Use this workflow when you can score answer quality better than you can write a perfect target answer. GRPO lets the model explore multiple completions and reinforces the ones that satisfy your rubric.
What to Prepare
- A prompt dataset with realistic domain questions.
- A reward function that scores factuality, completeness, formatting, or policy fit.

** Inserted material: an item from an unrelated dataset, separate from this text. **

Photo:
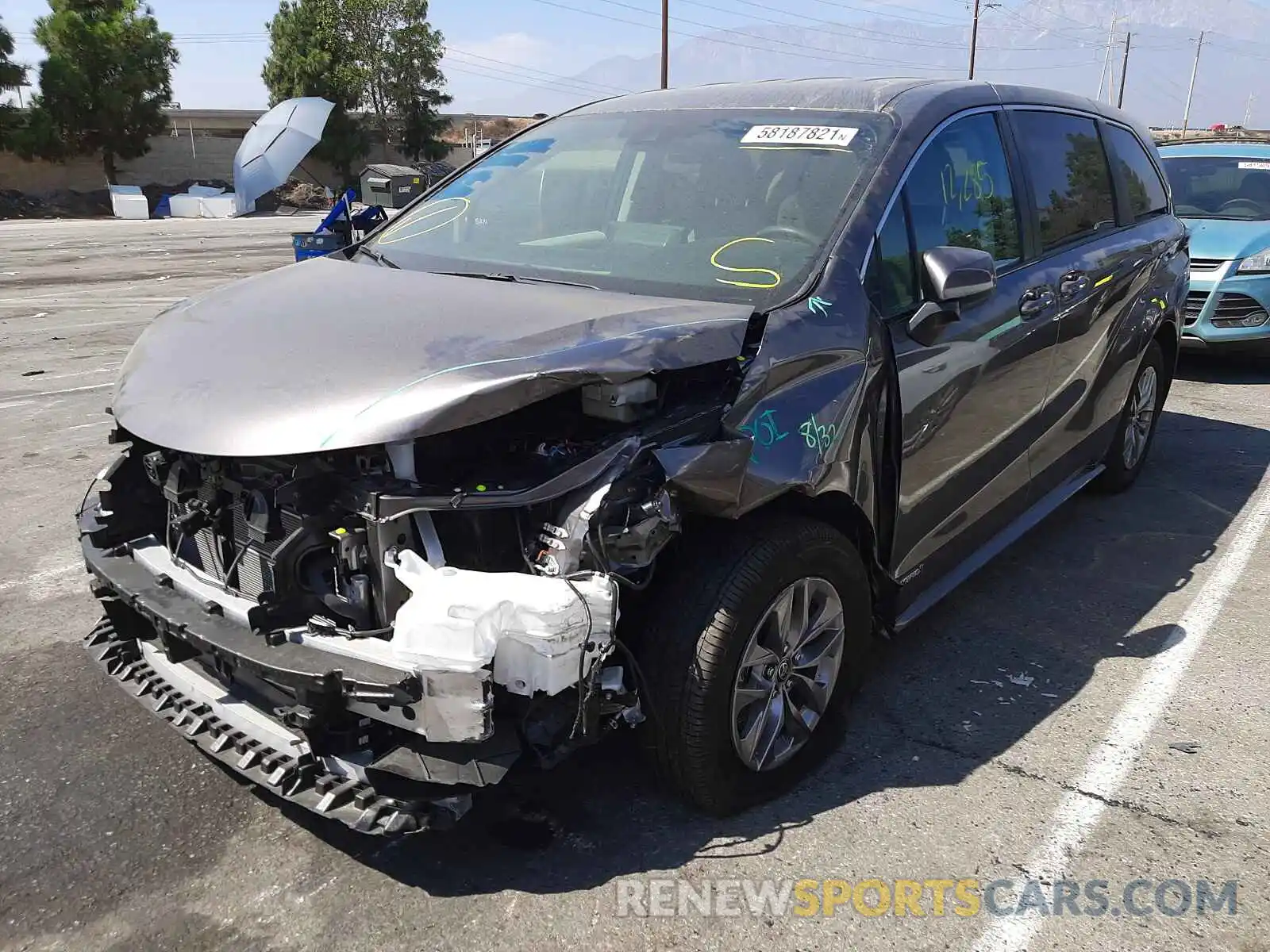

- A small first run so you can inspect reward trends before scaling.
Example Prompt
{"prompt":"Explain when a customer should choose a reserved GPU pool instead of on-demand training."}
Example Reward Function
KEY_TERMS = {"predictable workload", "capacity", "cost", "availability"}
def reward(prompt, completion, reference=None):
text = completion.lower()
coverage = sum(term in text for term in KEY_TERMS) / len(KEY_TERMS)
concise = 1.0 if 80 <= len(completion.split()) <= 180 else 0.6
return 0.75 * coverage + 0.25 * concise
Launch
curl -X POST https://api.veri.studio/v1/training_jobs \
-H "Authorization: Bearer $VERI_API_KEY" \
-H "Content-Type: application/json" \
-d '{
"base_model": "Qwen/Qwen3-4B",
"dataset_id": "ds_domain_questions",
"reward_function_id": "rf_domain_rubric",
"output_name": "domain-qa-grpo",
"hyperparameters": {
"rollouts_per_prompt": 8,
"learning_rate": 0.000001
},
"gpu": { "gpu_type": "A100-80GB", "gpu_count": 1 }
}'
Monitor
Watch reward curves and sample completions while the job runs. If reward climbs but answers get worse, your reward function is probably too easy to exploit.